NVIDIA Docs Hub NVIDIA Clara NVIDIA Clara Train 3.1 fed_learn.server package

fed_learn.server package

fed_learn.server.admin module

class ClientReply(client_name, req: fed_learn.admin_defs.Message, reply: fed_learn.admin_defs.Message): Bases: object

class FedAdminServer(fed_admin_interface, users, cmd_modules, file_upload_dir, file_download_dir, allowed_shell_cmds, host, port, ca_cert_file_name, server_cert_file_name, server_key_file_name, accepted_client_cns=None, mmar_validator=None)

Bases: dlmed.hci.server.hci.AdminServer

The FedAdminServer is the framework for developing admin commands.

Parameters

fed_admin_interface – the Fed Server’s admin interface
users – a dict of user name => pwd hash
cmd_modules – a list of CommandModules
file_upload_dir – the directory for uploaded files
file_download_dir – the directory for files to be downloaded
allowed_shell_cmds – list of shell commands allowed.
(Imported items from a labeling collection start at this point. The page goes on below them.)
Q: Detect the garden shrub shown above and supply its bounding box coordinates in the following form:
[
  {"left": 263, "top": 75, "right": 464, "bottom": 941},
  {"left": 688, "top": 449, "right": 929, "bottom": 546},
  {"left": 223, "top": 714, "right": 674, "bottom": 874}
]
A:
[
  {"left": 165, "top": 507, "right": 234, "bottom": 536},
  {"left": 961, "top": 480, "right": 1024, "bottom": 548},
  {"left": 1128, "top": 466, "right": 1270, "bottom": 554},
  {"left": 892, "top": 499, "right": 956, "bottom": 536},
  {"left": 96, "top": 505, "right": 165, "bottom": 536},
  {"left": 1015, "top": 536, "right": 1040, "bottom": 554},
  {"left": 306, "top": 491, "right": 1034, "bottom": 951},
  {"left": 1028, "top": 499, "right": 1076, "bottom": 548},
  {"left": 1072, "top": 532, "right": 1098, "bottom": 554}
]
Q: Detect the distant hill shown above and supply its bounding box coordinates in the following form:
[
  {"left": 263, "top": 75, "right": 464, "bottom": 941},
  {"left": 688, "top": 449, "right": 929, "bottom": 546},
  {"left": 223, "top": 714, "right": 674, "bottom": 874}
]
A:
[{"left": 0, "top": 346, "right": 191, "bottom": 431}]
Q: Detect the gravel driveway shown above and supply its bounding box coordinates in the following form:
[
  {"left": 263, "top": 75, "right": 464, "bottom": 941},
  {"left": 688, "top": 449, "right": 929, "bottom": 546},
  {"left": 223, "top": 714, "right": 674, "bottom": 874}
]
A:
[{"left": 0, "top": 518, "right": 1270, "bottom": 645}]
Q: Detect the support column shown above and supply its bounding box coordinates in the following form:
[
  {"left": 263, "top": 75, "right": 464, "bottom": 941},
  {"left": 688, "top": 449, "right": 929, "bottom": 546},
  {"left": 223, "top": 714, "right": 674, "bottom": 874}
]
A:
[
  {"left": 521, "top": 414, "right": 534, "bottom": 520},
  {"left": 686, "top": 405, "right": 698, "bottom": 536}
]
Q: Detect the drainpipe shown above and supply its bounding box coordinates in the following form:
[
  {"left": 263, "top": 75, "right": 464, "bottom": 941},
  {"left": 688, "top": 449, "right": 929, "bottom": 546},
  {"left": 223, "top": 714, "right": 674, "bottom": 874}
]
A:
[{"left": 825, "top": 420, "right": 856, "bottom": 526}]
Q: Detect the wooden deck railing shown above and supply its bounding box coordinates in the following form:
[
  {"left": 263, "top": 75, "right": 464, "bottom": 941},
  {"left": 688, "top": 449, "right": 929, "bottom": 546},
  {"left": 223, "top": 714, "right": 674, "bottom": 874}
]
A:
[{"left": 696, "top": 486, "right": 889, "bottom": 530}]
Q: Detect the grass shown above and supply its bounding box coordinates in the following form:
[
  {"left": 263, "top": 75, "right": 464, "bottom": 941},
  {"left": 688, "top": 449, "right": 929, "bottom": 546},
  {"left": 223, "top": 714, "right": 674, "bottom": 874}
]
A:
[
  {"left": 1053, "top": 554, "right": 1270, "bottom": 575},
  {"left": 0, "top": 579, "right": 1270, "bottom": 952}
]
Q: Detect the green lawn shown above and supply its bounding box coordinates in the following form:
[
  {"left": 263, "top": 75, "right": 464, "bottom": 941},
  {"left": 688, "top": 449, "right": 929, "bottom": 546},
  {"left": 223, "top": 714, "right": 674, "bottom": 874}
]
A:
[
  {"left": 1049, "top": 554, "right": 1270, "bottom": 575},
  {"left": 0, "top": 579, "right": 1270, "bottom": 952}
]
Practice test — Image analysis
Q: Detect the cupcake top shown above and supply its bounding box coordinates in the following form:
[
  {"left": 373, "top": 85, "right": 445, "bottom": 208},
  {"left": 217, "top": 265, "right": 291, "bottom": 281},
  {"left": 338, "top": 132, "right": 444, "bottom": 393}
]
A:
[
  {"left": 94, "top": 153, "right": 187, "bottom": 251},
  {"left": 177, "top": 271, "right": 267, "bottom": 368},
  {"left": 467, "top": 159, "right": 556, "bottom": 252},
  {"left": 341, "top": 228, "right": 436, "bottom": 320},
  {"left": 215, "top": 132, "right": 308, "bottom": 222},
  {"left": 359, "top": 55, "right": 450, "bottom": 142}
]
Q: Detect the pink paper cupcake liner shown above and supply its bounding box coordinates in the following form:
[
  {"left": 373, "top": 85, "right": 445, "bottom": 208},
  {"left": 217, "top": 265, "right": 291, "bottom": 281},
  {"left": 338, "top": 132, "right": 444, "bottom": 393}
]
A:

If not specified, all allowed.
host – the IP address of the admin server
port – port number of admin server
ca_cert_file_name – the root CA’s cert file name
server_cert_file_name – server’s cert, signed by the CA
server_key_file_name – server’s private key file
accepted_client_cns – list of accepted Common Names from client, if specified

Constructor. May be extended, do not override.

accept_reply(client_name, reply: fed_learn.admin_defs.Message)

This method is to be called by the FL Engine after a client response is received. Hence it is called from the FL Engine’s message processing thread.

Parameters

client_name –
reply –

client_dead(client_name)

This method is called by the Fed Engine to indicate the client is dead.

Parameters: client_name –

client_heartbeat(client_name)

This method is called by the Fed Engine to indicate the client is alive.

Parameters: client_name –

get_client_names() → ]: Get names of existing clients.

get_outgoing_requests(client_name, max_reqs=0)

This method is called by FL Engine to get outgoing messages to the client, so it can send them to the client.

Parameters

client_name –
max_reqs –

send_request_to_client(req: fed_learn.admin_defs.Message, client_name: str, timeout_secs=2.0) → fed_learn.server.admin.ClientReply

send_request_to_clients(req: fed_learn.admin_defs.Message, clients: [ ], timeout_secs=2.0 ) → [<class ‘fed_learn.server.admin.ClientReply’>]

send_requests(requests: dict, timeout_secs=2.0) → [<class ‘fed_learn.server.admin.ClientReply’>]

This method is to be used by a Command Handler to send requests to Clients. Hence it is run in the Command Handler’s handling thread. This is a blocking call - returned only after all responses are received or timeout.

Parameters

requests – a dict of requests: client name => req message or list of msgs
timeout_secs – how long to wait for reply before timeout

Returns: a list of ClientReply

send_requests_to_all_clients(reqs: [ ], timeout_secs=2.0 ) → [<class ‘fed_learn.server.admin.ClientReply’>]

Send multiple request messages to all clients and wait for replies

Parameters

reqs – requests to be sent
timeout_secs – how long to wait for reply before timeout

Returns: a list of ClientReply

send_to_all_clients(req: fed_learn.admin_defs.Message, timeout_secs=2.0) → [<class ‘fed_learn.server.admin.ClientReply’>]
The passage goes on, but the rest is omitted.